Le parquet du Burkina Faso a annoncé l’ouverture de poursuites judiciaires contre neuf ressortissants burkinabè, récemment rapatriés du Ghana, pour leur implication présumée dans une vaste escroquerie numérique liée au système de marketing de réseau QNET, ainsi que pour des faits d’extorsion de fonds et de traite de personnes. Cette opération illustre les défis croissants liés à la cybercriminalité transnationale exploitant les technologies digitales et les réseaux sociaux.
Parmi les 22 individus identifiés comme opérant à partir du Ghana, neuf ont été arrêtés et mis en examen pour avoir manipulé des plateformes numériques afin d’attirer et piéger des victimes burkinabè. Le procureur Blaise Bazié a indiqué que ces suspects, dont certains étaient déjà recherchés, sont actuellement en détention en attendant leur procès prévu le 17 juin 2025.
Le mode opératoire s’appuie largement sur une utilisation stratégique des réseaux sociaux et des outils numériques pour diffuser de fausses informations et photos montrant des supposées réussites à l’étranger, principalement en Europe. Ces contenus visuels, créés et partagés via des applications mobiles, servent à appâter les victimes en générant un effet de crédibilité trompeuse.
Selon la commissaire divisionnaire Mariam Forogo/Yaméogo, les escrocs créaient de faux profils numériques et exploitaient des plateformes de messagerie pour convaincre leurs proches au Burkina Faso qu’ils avaient décroché des emplois prestigieux. Ils faisaient ensuite transiter les victimes vers des complices, localisés au Ghana, par le biais de communications chiffrées, renforçant l’illusion de réseaux professionnels fiables.
Les victimes étaient sollicitées pour payer des frais administratifs numériques, comme des frais de visas et de passeports, souvent compris entre 1 et 2 millions de FCFA, versés par des transferts électroniques ou via des plateformes de paiement mobile. Ce procédé révèle l’utilisation détournée des infrastructures technologiques de transfert de fonds.
En réalité, les recrues étaient intégrées dans le système de marketing de réseau QNET, présenté comme une activité professionnelle légitime. Les refus d’y participer étaient suivis d’extorsions numériques, y compris la confiscation de téléphones portables, privant ainsi les victimes de tout moyen de communication et de recours.
Par ailleurs, les escrocs vendaient également l’illusion d’emplois rémunérés au Ghana avec des salaires attractifs, en exploitant des sites web factices et des bases de données falsifiées pour faire croire à l’authenticité des offres.

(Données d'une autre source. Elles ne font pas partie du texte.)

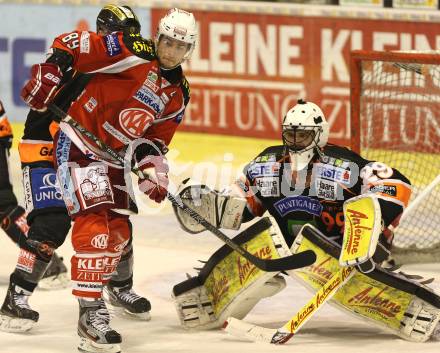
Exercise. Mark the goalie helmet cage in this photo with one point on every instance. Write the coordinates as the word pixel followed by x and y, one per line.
pixel 395 119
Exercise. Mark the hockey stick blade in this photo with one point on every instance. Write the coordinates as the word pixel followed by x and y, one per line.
pixel 291 262
pixel 281 335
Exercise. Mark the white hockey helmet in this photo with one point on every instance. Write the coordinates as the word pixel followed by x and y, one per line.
pixel 180 25
pixel 305 131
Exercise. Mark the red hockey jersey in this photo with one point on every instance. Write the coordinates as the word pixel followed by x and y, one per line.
pixel 130 96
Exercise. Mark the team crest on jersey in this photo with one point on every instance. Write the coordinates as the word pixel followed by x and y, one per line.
pixel 298 203
pixel 91 104
pixel 145 96
pixel 257 170
pixel 325 189
pixel 330 172
pixel 268 187
pixel 84 44
pixel 135 121
pixel 150 83
pixel 112 44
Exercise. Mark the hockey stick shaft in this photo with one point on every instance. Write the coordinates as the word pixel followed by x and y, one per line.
pixel 302 259
pixel 287 331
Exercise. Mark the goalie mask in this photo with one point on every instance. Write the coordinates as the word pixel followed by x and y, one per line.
pixel 305 131
pixel 178 25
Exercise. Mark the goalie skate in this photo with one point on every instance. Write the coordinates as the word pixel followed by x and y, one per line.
pixel 56 276
pixel 124 302
pixel 94 331
pixel 16 314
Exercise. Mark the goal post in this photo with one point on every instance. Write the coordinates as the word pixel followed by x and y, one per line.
pixel 395 119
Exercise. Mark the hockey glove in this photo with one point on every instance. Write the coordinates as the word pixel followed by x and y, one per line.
pixel 39 90
pixel 5 129
pixel 156 189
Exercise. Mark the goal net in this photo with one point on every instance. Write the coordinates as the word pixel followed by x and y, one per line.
pixel 395 119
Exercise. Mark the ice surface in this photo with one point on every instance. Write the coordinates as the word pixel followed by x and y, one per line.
pixel 163 254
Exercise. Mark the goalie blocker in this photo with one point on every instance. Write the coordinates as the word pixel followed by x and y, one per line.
pixel 219 209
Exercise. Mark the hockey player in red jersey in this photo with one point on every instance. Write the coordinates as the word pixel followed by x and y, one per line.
pixel 136 98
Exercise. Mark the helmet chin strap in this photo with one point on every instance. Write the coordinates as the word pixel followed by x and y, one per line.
pixel 300 160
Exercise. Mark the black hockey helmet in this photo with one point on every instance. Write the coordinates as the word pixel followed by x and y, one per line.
pixel 114 18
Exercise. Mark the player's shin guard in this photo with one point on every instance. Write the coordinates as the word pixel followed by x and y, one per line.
pixel 93 328
pixel 228 285
pixel 119 294
pixel 15 313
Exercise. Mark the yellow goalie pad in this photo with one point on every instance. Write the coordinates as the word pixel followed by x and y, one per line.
pixel 363 219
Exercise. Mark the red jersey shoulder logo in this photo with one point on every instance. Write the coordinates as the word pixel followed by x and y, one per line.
pixel 135 121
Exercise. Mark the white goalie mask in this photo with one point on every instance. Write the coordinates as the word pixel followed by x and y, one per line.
pixel 181 25
pixel 305 131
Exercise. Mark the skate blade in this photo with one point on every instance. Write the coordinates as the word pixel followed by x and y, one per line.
pixel 59 281
pixel 125 314
pixel 15 325
pixel 88 346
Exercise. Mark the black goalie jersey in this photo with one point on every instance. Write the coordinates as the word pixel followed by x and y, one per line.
pixel 317 195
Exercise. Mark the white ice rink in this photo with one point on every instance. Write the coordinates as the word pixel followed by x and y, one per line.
pixel 163 254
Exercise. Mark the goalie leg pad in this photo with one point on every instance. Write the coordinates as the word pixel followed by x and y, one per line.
pixel 228 285
pixel 387 299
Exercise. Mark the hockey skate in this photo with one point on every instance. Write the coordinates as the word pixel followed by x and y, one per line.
pixel 56 276
pixel 93 328
pixel 15 313
pixel 124 302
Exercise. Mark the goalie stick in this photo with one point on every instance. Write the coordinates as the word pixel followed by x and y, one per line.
pixel 302 259
pixel 281 335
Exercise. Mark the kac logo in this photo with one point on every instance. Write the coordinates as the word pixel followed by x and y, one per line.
pixel 135 121
pixel 100 241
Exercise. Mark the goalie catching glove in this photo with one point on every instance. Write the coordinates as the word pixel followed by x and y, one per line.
pixel 155 188
pixel 363 244
pixel 218 208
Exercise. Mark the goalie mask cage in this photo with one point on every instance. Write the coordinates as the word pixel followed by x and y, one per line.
pixel 395 119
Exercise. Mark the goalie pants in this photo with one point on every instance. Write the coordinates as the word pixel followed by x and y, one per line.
pixel 98 240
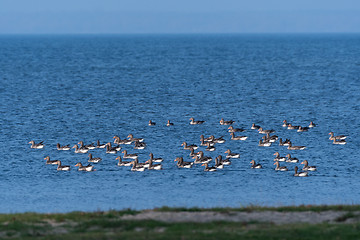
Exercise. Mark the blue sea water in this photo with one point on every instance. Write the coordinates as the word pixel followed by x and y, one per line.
pixel 64 88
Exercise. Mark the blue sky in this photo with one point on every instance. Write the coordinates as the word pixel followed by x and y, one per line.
pixel 186 16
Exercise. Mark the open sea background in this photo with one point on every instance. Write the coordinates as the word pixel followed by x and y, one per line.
pixel 64 88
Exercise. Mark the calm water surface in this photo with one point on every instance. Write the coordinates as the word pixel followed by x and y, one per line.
pixel 70 88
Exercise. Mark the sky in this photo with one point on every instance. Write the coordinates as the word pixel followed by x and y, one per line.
pixel 175 16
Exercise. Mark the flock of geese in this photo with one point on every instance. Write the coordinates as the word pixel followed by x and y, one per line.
pixel 199 157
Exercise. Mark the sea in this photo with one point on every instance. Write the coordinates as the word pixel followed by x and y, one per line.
pixel 70 88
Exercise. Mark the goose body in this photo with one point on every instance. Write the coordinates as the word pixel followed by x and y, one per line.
pixel 36 145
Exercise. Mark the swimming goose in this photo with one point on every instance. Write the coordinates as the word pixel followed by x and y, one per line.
pixel 307 167
pixel 153 166
pixel 207 168
pixel 262 131
pixel 254 165
pixel 94 160
pixel 117 140
pixel 300 174
pixel 181 164
pixel 136 167
pixel 222 122
pixel 169 123
pixel 155 159
pixel 62 148
pixel 192 122
pixel 278 158
pixel 61 167
pixel 123 163
pixel 278 168
pixel 291 159
pixel 340 137
pixel 98 145
pixel 341 142
pixel 201 158
pixel 139 145
pixel 264 143
pixel 89 146
pixel 291 147
pixel 209 147
pixel 285 143
pixel 132 139
pixel 242 138
pixel 232 129
pixel 187 147
pixel 36 145
pixel 311 125
pixel 87 168
pixel 232 155
pixel 48 161
pixel 302 129
pixel 80 150
pixel 285 123
pixel 126 155
pixel 225 161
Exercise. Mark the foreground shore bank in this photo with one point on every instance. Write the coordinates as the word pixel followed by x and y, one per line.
pixel 302 222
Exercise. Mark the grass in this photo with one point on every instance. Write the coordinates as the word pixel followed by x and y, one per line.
pixel 109 225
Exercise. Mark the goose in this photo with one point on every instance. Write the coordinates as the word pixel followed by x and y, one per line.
pixel 262 131
pixel 187 147
pixel 285 143
pixel 126 155
pixel 132 139
pixel 181 164
pixel 300 174
pixel 209 147
pixel 98 145
pixel 278 168
pixel 117 140
pixel 302 129
pixel 232 129
pixel 192 122
pixel 222 122
pixel 94 160
pixel 36 145
pixel 62 148
pixel 232 155
pixel 87 168
pixel 311 125
pixel 169 123
pixel 139 145
pixel 207 168
pixel 123 163
pixel 291 147
pixel 264 143
pixel 155 159
pixel 278 158
pixel 307 167
pixel 136 167
pixel 291 159
pixel 153 166
pixel 61 167
pixel 242 138
pixel 225 161
pixel 89 146
pixel 48 161
pixel 254 165
pixel 340 142
pixel 80 150
pixel 340 137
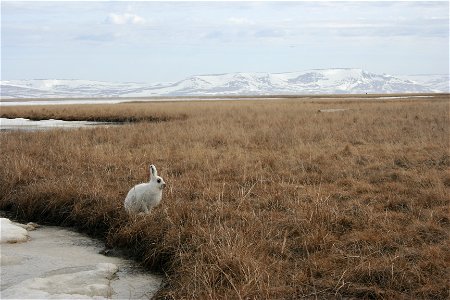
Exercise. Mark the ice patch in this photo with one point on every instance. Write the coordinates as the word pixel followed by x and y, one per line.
pixel 63 264
pixel 88 284
pixel 11 233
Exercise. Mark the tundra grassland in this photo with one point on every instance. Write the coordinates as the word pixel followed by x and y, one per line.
pixel 265 199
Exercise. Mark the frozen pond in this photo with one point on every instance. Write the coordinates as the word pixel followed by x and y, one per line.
pixel 56 263
pixel 30 125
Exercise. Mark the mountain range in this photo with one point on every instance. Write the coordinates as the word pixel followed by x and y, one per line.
pixel 323 81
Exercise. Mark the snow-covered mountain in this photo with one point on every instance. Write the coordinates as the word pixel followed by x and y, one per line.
pixel 325 81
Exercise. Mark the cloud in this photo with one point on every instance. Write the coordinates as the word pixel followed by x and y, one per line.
pixel 123 19
pixel 240 21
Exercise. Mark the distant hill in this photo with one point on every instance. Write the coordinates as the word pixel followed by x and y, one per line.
pixel 323 81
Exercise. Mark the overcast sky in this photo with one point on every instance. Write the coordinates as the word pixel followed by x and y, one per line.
pixel 168 41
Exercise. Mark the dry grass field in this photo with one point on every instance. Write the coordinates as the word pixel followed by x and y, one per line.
pixel 265 200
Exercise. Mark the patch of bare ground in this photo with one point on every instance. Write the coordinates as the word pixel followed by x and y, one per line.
pixel 265 199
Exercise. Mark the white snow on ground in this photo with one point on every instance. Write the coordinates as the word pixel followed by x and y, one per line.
pixel 88 284
pixel 21 123
pixel 11 233
pixel 57 263
pixel 317 81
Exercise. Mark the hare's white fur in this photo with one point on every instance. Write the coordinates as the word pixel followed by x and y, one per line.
pixel 144 196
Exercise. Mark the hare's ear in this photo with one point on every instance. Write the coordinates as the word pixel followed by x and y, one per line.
pixel 153 171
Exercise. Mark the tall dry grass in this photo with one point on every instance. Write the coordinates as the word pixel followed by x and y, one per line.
pixel 265 199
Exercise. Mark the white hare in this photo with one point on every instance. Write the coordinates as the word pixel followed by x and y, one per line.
pixel 144 196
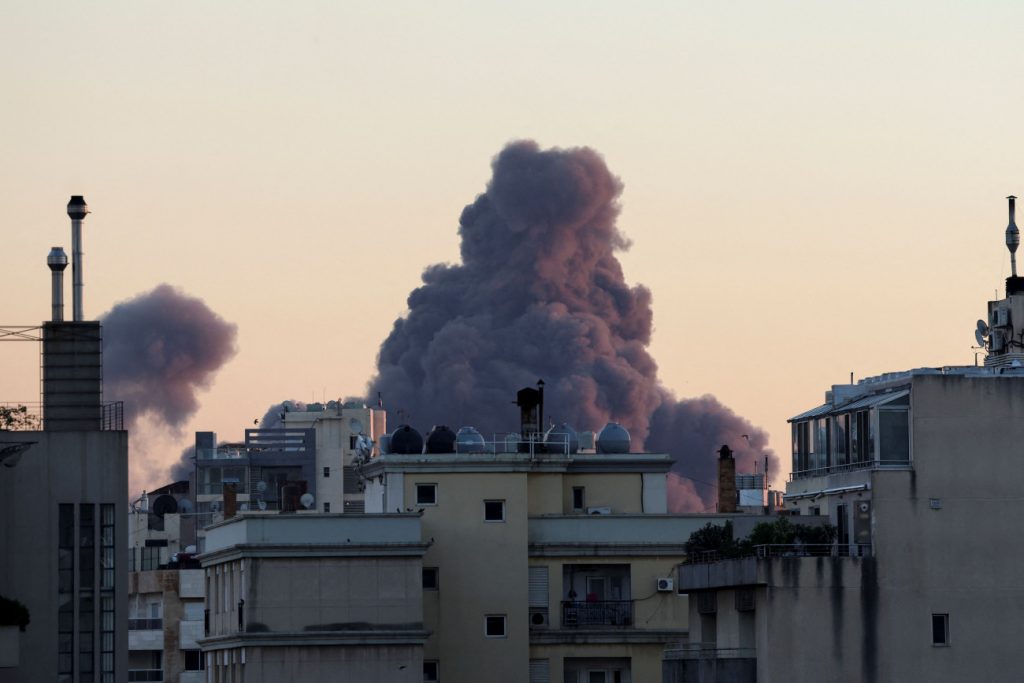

Après deux semaines, les victimes devaient verser jusqu’à un million de FCFA pour des frais de logement et de formation linguistique, qui ne correspondaient à aucune prestation réelle.
L’enquête judiciaire met en lumière comment les technologies numériques sont utilisées pour orchestrer des réseaux complexes de cybercriminalité, causant des pertes financières estimées à plus de 33 millions de FCFA, ainsi que des conséquences sociales graves telles que déscolarisation, chômage et appauvrissement familial.
Le procureur Bazié souligne que les investigations technologiques se poursuivent pour identifier les autres acteurs clés, notamment ceux agissant depuis le Ghana, qui ont développé et exploité cette infrastructure criminelle.
Par ailleurs, les 13 victimes actuellement en prise en charge bénéficient d’un suivi dans un centre d’accueil, en attendant leur réintégration familiale et sociale.
Cette affaire met en exergue l’importance d’une coopération policière internationale efficace, notamment entre le Burkina Faso et le Ghana, face à la montée de la cybercriminalité transfrontalière exploitant les technologies digitales et réseaux de communication modernes.